Plainly, Mr Ahmadinejad's remarks have done Iran little good. It is easier, now, for America to paint Iran as a menace that needs confronting. Yet far from showing any sign of backing down, he seems set to overturn Mr Khatami's more conciliatory foreign policy. He has recalled several top Khatami-era ambassadors to Tehran. He vilifies Muslim countries that recognise Israel, and favours imposing economic penalties on countries that backed America and the Europeans at the IAEA.

In any event, other challenges loom. Syria, a longtime friend, is under pressure for its apparent role in the killing of Rafik Hariri, a former Lebanese prime minister, earlier this year. And Sunni-run Arab countries, especially Saudi Arabia and Jordan, condemn what they say is Iran's effort to turn Iraq into a chauvinistic Shia state.

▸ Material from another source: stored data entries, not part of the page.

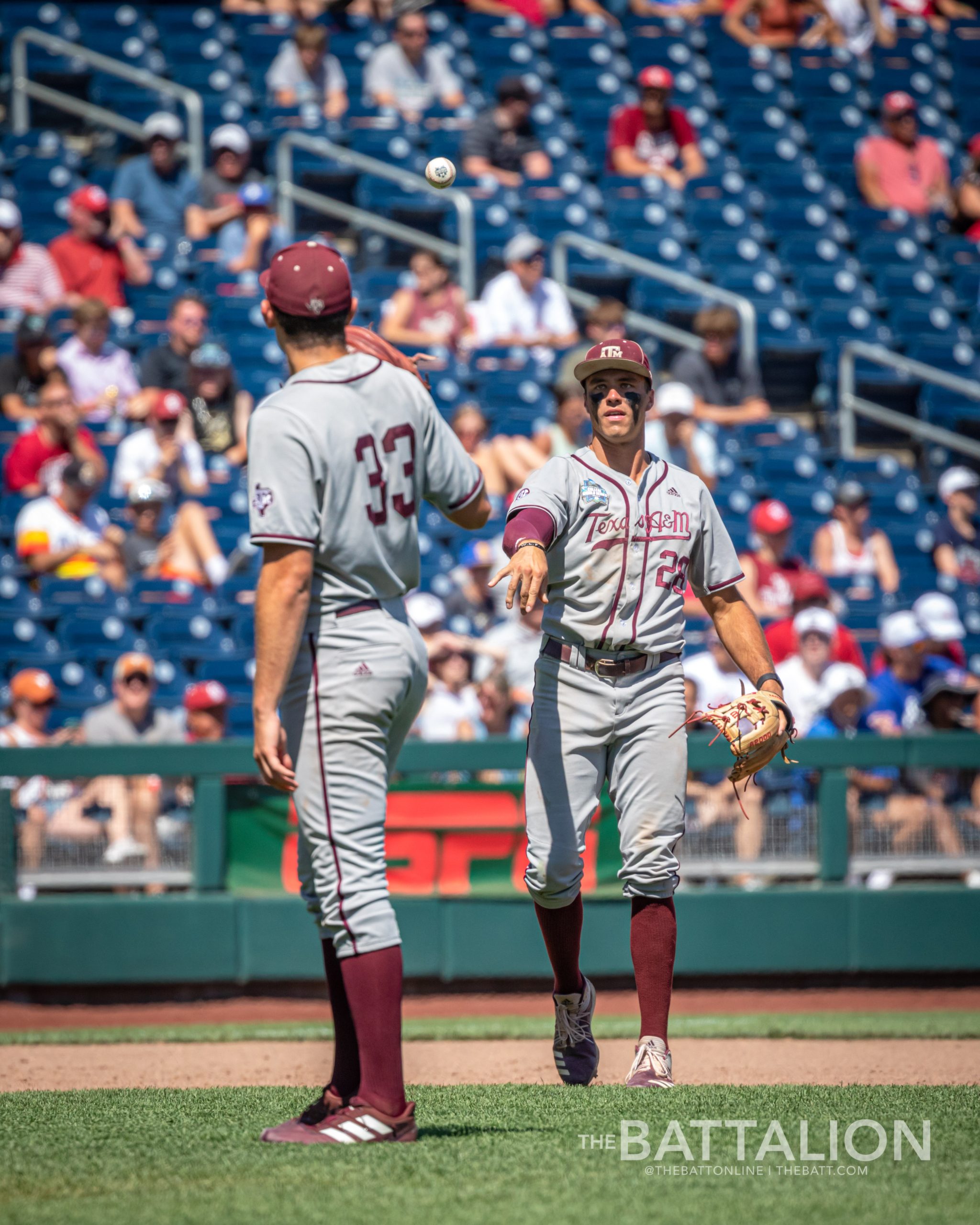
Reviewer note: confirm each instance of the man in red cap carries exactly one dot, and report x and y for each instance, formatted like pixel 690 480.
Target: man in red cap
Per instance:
pixel 157 454
pixel 653 136
pixel 901 168
pixel 771 571
pixel 608 539
pixel 340 460
pixel 93 261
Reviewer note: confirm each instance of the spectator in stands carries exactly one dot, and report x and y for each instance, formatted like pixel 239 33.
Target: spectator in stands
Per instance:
pixel 522 307
pixel 901 168
pixel 957 537
pixel 152 191
pixel 847 546
pixel 23 371
pixel 655 138
pixel 34 463
pixel 771 571
pixel 939 616
pixel 160 454
pixel 728 389
pixel 432 312
pixel 101 374
pixel 674 435
pixel 218 190
pixel 810 591
pixel 304 71
pixel 167 367
pixel 184 549
pixel 92 260
pixel 206 707
pixel 501 143
pixel 30 279
pixel 408 75
pixel 604 323
pixel 451 710
pixel 803 674
pixel 967 194
pixel 220 408
pixel 67 536
pixel 471 597
pixel 248 243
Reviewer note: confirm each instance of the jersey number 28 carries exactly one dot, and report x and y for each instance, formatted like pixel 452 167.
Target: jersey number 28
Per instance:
pixel 366 450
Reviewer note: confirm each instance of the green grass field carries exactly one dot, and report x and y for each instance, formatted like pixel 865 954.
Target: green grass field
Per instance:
pixel 487 1154
pixel 813 1025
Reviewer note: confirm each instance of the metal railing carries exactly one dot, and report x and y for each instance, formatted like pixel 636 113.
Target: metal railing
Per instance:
pixel 852 406
pixel 463 253
pixel 681 281
pixel 22 89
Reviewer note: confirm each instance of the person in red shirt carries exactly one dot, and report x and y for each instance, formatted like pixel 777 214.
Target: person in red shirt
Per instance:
pixel 771 571
pixel 812 592
pixel 652 138
pixel 34 462
pixel 92 261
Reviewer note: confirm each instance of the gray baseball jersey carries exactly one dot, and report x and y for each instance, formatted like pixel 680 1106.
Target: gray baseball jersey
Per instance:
pixel 340 460
pixel 624 552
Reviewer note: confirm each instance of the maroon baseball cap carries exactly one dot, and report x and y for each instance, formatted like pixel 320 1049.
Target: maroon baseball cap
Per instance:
pixel 656 78
pixel 897 103
pixel 309 279
pixel 614 356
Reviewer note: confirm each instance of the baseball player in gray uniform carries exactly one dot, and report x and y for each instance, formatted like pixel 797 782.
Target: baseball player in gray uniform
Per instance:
pixel 608 538
pixel 340 460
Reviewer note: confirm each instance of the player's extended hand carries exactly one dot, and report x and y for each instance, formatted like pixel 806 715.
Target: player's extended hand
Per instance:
pixel 528 571
pixel 270 753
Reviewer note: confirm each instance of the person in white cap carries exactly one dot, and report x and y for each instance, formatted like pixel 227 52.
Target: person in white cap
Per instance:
pixel 152 191
pixel 218 191
pixel 522 307
pixel 30 279
pixel 803 673
pixel 674 434
pixel 957 538
pixel 939 616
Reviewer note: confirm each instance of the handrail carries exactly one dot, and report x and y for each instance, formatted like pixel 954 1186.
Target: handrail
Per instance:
pixel 23 88
pixel 852 406
pixel 463 253
pixel 683 281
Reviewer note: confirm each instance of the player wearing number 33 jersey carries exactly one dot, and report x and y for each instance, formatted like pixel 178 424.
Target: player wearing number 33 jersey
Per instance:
pixel 340 462
pixel 611 536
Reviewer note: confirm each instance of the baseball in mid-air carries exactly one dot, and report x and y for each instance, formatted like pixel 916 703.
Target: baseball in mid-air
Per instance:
pixel 440 172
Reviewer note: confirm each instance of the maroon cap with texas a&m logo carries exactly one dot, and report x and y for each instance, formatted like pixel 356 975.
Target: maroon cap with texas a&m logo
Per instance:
pixel 308 279
pixel 614 356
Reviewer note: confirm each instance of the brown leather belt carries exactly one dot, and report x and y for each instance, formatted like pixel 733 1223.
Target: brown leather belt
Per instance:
pixel 360 607
pixel 623 667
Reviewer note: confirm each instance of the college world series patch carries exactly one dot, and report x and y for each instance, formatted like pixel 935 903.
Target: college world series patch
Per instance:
pixel 593 494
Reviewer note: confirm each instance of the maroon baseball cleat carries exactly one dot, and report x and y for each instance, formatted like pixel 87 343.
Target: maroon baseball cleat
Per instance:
pixel 303 1129
pixel 353 1124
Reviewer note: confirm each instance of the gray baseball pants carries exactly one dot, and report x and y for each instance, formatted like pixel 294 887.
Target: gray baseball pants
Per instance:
pixel 357 686
pixel 586 729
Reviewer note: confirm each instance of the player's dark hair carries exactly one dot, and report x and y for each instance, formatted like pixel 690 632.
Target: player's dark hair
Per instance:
pixel 313 334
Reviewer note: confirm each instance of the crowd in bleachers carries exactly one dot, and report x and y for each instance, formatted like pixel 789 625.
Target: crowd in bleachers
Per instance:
pixel 815 157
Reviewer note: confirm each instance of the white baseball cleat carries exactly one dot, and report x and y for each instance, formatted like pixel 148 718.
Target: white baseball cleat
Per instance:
pixel 576 1054
pixel 652 1066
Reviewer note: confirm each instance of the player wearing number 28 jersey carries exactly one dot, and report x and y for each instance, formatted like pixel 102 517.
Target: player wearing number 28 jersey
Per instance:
pixel 340 461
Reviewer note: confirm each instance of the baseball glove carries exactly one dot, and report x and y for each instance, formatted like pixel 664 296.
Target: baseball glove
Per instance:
pixel 751 727
pixel 367 341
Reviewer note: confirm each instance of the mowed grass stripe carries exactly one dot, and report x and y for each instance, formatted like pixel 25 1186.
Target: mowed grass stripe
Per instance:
pixel 488 1156
pixel 816 1025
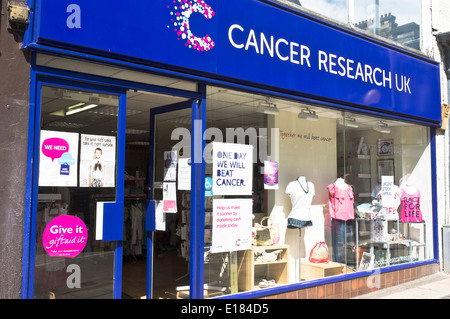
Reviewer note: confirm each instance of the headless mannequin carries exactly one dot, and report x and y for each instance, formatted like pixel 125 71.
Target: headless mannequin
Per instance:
pixel 301 193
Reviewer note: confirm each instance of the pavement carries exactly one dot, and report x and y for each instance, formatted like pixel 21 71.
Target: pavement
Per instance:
pixel 436 286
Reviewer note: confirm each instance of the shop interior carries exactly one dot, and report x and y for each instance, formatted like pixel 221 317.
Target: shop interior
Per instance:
pixel 329 137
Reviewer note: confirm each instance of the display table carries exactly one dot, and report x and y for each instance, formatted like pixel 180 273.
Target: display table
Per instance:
pixel 250 271
pixel 314 271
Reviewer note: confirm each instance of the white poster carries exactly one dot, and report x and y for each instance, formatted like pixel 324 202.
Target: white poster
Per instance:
pixel 97 161
pixel 58 158
pixel 169 198
pixel 232 225
pixel 184 174
pixel 170 166
pixel 232 169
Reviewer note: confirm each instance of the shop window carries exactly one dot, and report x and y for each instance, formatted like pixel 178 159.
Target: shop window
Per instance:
pixel 332 193
pixel 385 18
pixel 77 173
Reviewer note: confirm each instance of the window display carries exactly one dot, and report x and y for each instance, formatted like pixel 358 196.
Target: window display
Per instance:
pixel 336 190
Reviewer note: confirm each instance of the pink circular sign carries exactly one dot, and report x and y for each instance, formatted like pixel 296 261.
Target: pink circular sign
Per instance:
pixel 65 236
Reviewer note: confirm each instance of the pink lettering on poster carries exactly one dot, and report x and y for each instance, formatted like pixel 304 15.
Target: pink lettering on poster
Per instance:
pixel 54 147
pixel 65 236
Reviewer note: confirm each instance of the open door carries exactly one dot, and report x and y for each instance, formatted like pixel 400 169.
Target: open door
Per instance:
pixel 157 196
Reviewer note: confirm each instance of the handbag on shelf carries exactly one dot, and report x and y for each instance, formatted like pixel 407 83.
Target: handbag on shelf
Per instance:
pixel 265 235
pixel 319 253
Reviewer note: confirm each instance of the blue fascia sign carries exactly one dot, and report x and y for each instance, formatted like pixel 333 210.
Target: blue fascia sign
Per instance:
pixel 254 42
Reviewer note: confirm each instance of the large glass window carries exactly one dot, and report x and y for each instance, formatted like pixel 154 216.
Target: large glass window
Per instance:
pixel 77 174
pixel 398 21
pixel 331 192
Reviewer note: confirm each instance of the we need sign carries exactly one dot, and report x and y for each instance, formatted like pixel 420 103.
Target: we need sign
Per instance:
pixel 232 169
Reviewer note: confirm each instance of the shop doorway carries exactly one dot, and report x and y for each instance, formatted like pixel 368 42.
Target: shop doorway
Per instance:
pixel 156 148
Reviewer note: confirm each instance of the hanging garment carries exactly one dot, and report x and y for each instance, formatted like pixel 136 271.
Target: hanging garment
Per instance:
pixel 340 201
pixel 410 211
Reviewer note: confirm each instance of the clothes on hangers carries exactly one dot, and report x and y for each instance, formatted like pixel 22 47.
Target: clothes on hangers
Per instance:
pixel 301 193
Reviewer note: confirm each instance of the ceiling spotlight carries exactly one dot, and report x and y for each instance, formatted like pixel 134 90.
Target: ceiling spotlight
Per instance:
pixel 308 114
pixel 267 108
pixel 350 122
pixel 74 110
pixel 382 127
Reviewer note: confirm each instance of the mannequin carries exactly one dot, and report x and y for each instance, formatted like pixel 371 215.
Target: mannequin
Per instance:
pixel 340 201
pixel 301 193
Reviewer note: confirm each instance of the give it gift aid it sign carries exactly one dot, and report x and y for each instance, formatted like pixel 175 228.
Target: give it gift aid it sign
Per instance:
pixel 232 169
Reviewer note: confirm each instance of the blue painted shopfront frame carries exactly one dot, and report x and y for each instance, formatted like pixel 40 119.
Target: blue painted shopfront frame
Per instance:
pixel 219 39
pixel 91 54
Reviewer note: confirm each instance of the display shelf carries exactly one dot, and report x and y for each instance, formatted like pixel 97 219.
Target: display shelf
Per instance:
pixel 311 271
pixel 250 271
pixel 365 238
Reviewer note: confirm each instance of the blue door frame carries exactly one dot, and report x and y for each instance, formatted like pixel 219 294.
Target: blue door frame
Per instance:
pixel 197 195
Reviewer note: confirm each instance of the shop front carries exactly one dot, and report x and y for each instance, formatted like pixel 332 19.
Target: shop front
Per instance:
pixel 184 149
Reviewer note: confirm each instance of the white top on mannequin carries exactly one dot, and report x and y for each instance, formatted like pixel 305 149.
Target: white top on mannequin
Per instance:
pixel 301 193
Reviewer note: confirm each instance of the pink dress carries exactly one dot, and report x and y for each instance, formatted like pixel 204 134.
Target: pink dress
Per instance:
pixel 341 202
pixel 411 212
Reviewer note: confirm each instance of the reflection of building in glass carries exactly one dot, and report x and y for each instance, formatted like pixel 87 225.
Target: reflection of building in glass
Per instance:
pixel 407 34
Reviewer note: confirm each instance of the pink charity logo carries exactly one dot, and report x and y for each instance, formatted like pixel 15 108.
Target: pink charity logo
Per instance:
pixel 180 14
pixel 54 147
pixel 65 236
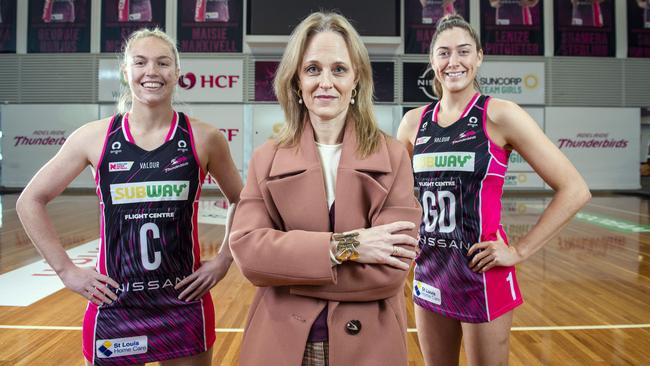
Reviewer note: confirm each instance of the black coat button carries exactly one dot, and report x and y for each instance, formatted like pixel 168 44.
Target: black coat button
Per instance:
pixel 353 327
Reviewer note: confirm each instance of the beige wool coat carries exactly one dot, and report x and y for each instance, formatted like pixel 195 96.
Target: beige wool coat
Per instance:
pixel 280 241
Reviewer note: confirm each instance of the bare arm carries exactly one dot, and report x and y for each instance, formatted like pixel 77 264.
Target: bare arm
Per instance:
pixel 218 162
pixel 49 182
pixel 511 126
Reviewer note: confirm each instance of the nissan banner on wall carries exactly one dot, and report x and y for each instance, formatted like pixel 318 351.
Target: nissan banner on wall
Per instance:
pixel 200 80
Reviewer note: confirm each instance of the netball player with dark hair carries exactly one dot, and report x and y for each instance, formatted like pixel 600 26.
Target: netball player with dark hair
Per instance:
pixel 465 285
pixel 148 297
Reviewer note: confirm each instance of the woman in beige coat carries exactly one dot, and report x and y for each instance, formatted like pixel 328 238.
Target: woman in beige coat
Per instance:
pixel 325 226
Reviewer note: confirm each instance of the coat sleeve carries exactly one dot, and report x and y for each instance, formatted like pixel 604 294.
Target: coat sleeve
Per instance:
pixel 268 256
pixel 372 282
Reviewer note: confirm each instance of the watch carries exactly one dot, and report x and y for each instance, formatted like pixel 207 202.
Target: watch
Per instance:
pixel 346 246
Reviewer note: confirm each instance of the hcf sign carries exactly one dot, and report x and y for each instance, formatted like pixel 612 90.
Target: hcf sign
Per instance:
pixel 211 81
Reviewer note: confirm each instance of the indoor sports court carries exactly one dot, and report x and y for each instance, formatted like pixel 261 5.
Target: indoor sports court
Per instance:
pixel 586 293
pixel 578 68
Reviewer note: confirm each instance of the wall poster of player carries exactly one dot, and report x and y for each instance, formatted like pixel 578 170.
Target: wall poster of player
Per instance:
pixel 58 26
pixel 638 28
pixel 210 25
pixel 420 18
pixel 7 26
pixel 584 28
pixel 512 27
pixel 120 18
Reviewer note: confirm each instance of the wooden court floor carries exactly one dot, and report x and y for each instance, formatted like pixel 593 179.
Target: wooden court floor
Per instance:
pixel 587 293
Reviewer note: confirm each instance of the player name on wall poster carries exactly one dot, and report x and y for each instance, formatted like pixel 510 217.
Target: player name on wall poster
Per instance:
pixel 584 28
pixel 512 27
pixel 421 17
pixel 638 28
pixel 8 26
pixel 210 26
pixel 58 26
pixel 120 18
pixel 200 81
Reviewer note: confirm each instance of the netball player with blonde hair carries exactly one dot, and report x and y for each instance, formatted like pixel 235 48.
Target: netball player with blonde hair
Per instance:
pixel 326 223
pixel 148 297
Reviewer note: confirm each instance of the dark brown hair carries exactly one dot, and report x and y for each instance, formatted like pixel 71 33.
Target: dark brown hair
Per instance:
pixel 445 23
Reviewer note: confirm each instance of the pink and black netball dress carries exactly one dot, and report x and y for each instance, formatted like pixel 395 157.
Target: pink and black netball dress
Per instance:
pixel 149 243
pixel 511 12
pixel 460 173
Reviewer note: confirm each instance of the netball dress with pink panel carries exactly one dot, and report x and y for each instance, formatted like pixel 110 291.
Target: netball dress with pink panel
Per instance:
pixel 459 173
pixel 149 242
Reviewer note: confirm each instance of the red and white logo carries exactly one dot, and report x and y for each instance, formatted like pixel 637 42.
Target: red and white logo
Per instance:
pixel 120 166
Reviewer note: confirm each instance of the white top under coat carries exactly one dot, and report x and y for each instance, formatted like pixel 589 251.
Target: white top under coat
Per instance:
pixel 329 159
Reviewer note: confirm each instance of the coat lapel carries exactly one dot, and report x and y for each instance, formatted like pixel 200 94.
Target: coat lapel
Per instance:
pixel 359 193
pixel 297 185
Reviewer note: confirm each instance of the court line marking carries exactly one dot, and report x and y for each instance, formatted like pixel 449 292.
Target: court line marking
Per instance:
pixel 410 330
pixel 618 209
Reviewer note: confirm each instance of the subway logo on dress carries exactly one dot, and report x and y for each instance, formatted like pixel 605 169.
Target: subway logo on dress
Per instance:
pixel 170 190
pixel 109 348
pixel 445 161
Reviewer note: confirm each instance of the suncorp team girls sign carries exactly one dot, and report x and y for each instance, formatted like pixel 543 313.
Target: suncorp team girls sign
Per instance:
pixel 200 80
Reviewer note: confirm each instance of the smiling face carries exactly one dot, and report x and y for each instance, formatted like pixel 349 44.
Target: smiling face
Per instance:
pixel 151 71
pixel 326 77
pixel 455 59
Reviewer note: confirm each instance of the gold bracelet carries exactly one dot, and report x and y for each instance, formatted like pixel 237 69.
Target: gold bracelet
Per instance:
pixel 346 246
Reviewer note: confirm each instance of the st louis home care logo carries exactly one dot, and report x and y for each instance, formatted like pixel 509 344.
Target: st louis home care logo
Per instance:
pixel 110 348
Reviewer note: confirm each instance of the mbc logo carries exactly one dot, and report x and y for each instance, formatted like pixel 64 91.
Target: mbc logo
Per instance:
pixel 189 81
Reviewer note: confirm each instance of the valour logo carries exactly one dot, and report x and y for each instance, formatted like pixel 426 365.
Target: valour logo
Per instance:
pixel 109 348
pixel 116 147
pixel 465 136
pixel 176 163
pixel 425 82
pixel 172 190
pixel 446 161
pixel 120 166
pixel 426 292
pixel 187 81
pixel 473 122
pixel 182 146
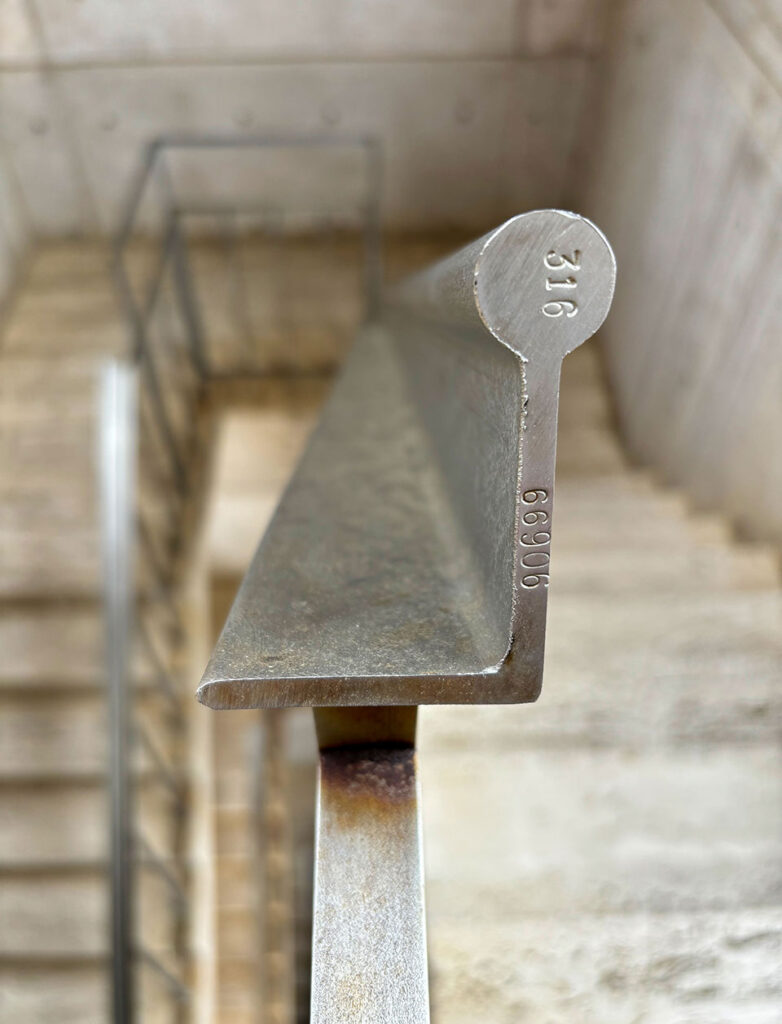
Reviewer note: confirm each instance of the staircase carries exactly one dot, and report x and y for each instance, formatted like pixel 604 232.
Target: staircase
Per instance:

Yet Iran's attitude to Iraq is ambiguous too. The Iranians want Iraq's emerging Shia-dominated democracy to survive but probably do not want it to thrive, lest Iraq then feels strong enough to let the Americans set their sights on Iran. The Americans and British in Iraq suspect Iran of giving money and arms to Iraqi Shia groups who have attacked the occupying forces. But the Iranians have tricky relations with Muqtada al-Sadr, the most belligerent of Iraq's Shia leaders, and shrink from picking a sectarian fight with Sunni fanatics. At least 150 Iranian pilgrims have died in attacks on Iraqi Shias by Sunni rebels in the past few months, but Iran has been careful not to respond with anti-Sunni invective.

So, despite Mr Ahmadinejad's noises, Iran knows it is vulnerable. In the past five months, at least 13 people in Iran's part-Arab city of Ahwaz, quite near Iraq's border, have died in bomb attacks. Iranian officials blame, variously, Baath party remnants, Arab separatists and the British.

The effect of Mr Ahmadinejad's diatribe, and the muddled foreign policy that underpins it, is already being felt. Confidence in the sector that Mr Leylaz works in, carmaking, has been shaken by rumours that Iranian customs officials are holding up South Korean auto-parts to punish the Koreans for backing the Americans at the IAEA. Capital has flown, making the Tehran stockmarket's loss Dubai's gain. Like other Iranian technocrats, Mr Leylaz rues his inability to “plan ahead”. So do many other Iranians. All in all, by talking tough, Iran's president has actually weakened his country in the world.